A mug shot of a man.
This undated photo provided by the Minnehaha County Sheriff's Office in South Dakota shows Algene Vossen. Vossen who was questioned in 1974 about a woman's slaying in western Minnesota has now been charged with murder.
Minnehaha County Sheriff's Office via AP

A man who was questioned in 1974 about the killing of a woman who was stabbed 38 times in her western Minnesota home has now been charged with murder.

Algene Vossen was questioned shortly after the body of 74-year-old Mae Herman was discovered by her sister in Willmar on Jan. 27, 1974. But it was only after advances in DNA testing and another look at the case that the 79-year-old Vossen was arrested Thursday in Sioux Falls, South Dakota, where he currently lives.

He was being held in the Minnehaha County Jail in South Dakota pending extradition to Kandiyohi County, where he has been charged with second-degree murder.

Investigators interviewed Vossen in February 1974, but he denied knowing anything about the slaying other than what others told him or what he heard on the radio or read in the newspaper, according to a criminal complaint.
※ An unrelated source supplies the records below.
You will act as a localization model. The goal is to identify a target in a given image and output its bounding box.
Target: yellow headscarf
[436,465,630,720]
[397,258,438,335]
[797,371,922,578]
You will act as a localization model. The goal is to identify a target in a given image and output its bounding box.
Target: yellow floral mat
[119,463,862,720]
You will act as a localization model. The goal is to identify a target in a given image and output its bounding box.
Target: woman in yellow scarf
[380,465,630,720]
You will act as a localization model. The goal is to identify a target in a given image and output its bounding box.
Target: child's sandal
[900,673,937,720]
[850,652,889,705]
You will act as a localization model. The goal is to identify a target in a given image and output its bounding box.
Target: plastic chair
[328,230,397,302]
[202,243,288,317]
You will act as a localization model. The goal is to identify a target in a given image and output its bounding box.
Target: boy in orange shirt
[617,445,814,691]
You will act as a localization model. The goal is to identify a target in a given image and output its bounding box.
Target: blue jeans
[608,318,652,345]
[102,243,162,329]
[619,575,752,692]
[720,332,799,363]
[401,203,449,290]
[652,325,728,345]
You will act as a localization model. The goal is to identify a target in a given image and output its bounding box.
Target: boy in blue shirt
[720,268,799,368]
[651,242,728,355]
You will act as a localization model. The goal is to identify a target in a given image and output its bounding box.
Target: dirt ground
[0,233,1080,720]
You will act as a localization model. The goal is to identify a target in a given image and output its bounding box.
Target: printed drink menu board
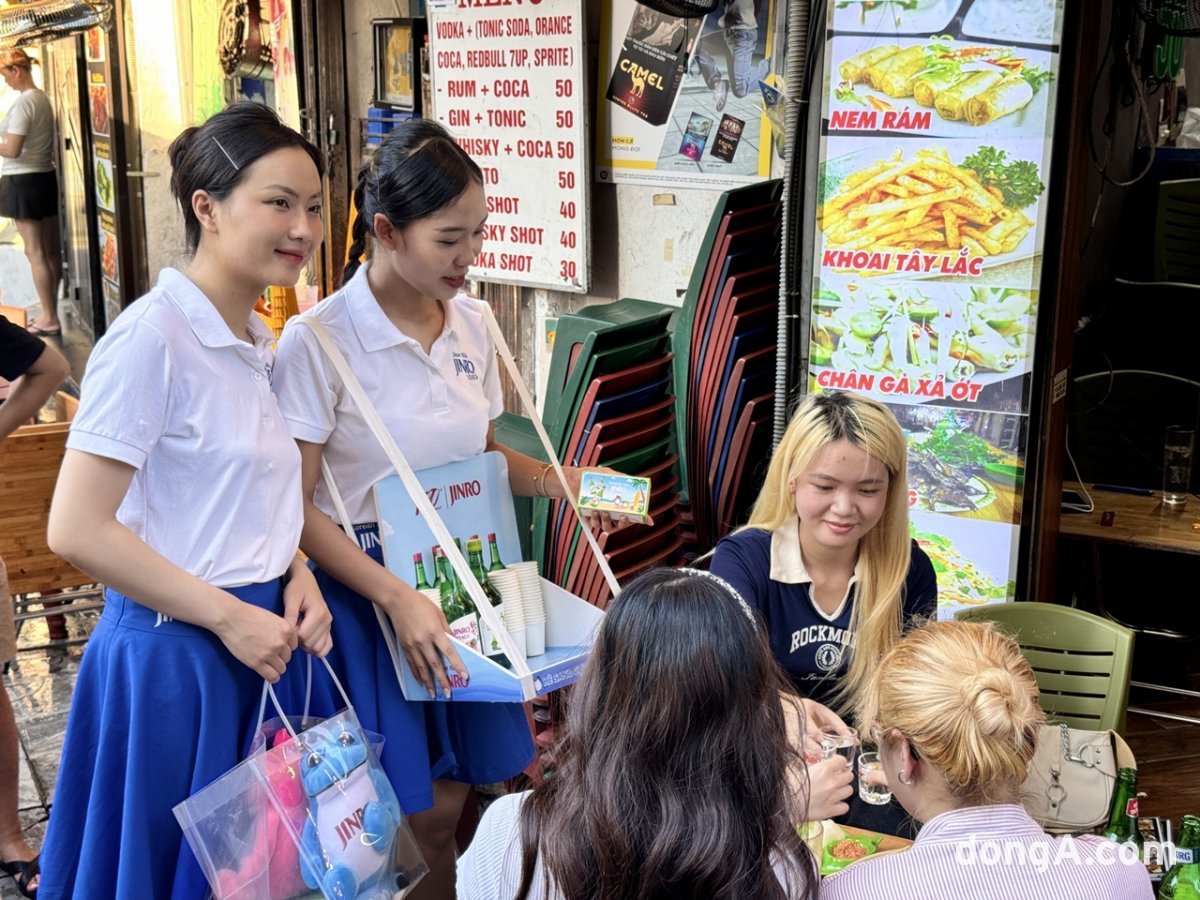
[808,0,1063,618]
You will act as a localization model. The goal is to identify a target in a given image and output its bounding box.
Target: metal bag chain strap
[1046,722,1112,809]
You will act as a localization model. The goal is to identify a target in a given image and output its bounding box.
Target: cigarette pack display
[580,472,650,522]
[709,115,746,162]
[605,7,691,126]
[679,113,713,162]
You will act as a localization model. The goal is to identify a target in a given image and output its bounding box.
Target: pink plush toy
[214,728,311,900]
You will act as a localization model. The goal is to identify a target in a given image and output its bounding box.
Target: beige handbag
[1021,725,1138,834]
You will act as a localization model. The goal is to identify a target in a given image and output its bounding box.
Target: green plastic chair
[955,602,1134,733]
[1154,179,1200,284]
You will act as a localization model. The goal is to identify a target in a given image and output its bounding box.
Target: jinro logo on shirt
[454,353,479,382]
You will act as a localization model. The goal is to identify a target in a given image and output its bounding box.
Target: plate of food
[826,36,1055,139]
[911,520,1016,619]
[809,277,1037,402]
[796,818,883,875]
[829,0,962,35]
[817,137,1045,280]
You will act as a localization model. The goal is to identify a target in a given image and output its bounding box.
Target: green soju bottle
[433,547,481,653]
[467,534,512,668]
[413,553,433,590]
[487,532,504,572]
[1103,769,1142,856]
[1158,816,1200,900]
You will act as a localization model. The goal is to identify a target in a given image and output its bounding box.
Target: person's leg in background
[408,778,470,900]
[13,216,62,335]
[721,0,770,97]
[0,559,37,896]
[695,13,730,112]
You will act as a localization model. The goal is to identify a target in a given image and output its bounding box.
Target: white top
[458,791,549,900]
[0,88,54,175]
[821,804,1154,900]
[457,791,817,900]
[275,265,504,524]
[67,269,304,587]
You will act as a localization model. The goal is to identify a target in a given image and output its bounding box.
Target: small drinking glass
[821,728,858,766]
[858,750,892,806]
[1163,425,1196,506]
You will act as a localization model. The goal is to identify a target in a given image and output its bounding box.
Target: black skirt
[0,169,59,218]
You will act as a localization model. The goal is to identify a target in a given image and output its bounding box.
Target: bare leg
[408,779,470,900]
[13,216,62,331]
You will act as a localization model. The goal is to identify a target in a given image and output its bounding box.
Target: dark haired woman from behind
[276,120,638,900]
[458,569,850,900]
[38,103,330,900]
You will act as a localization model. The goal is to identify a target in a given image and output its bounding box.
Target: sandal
[0,857,41,900]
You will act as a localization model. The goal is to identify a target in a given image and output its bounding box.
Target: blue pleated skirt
[317,526,534,815]
[38,580,328,900]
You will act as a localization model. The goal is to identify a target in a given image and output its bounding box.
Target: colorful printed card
[580,472,650,522]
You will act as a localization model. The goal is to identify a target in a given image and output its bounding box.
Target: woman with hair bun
[458,569,850,900]
[275,119,628,900]
[38,103,330,900]
[821,622,1153,900]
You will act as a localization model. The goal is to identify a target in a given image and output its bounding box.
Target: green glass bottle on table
[467,534,512,668]
[1102,768,1142,854]
[1158,816,1200,900]
[433,547,482,653]
[487,532,504,572]
[413,553,433,590]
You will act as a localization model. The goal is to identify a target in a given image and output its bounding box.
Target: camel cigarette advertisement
[596,0,787,188]
[808,0,1062,618]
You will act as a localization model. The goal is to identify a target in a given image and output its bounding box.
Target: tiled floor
[0,612,1200,900]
Vossen did admit to window peeping on two occasions, including once in Willmar, and said he selected the houses at random.

Detectives went to Vossen's Sioux Falls home with a search warrant to collect his DNA this month. Vossen again denied knowing Herman and said he wasn't at her house before she was killed because he was at the American Legion, according to the complaint.

He told the detectives he wasn't concerned about the DNA collection because he wasn't involved in the slaying, the complaint said.

The Minnesota Bureau of Criminal Apprehension completed a lab report on the DNA July 17 matching it to blood found on Herman's sweater, according to the complaint.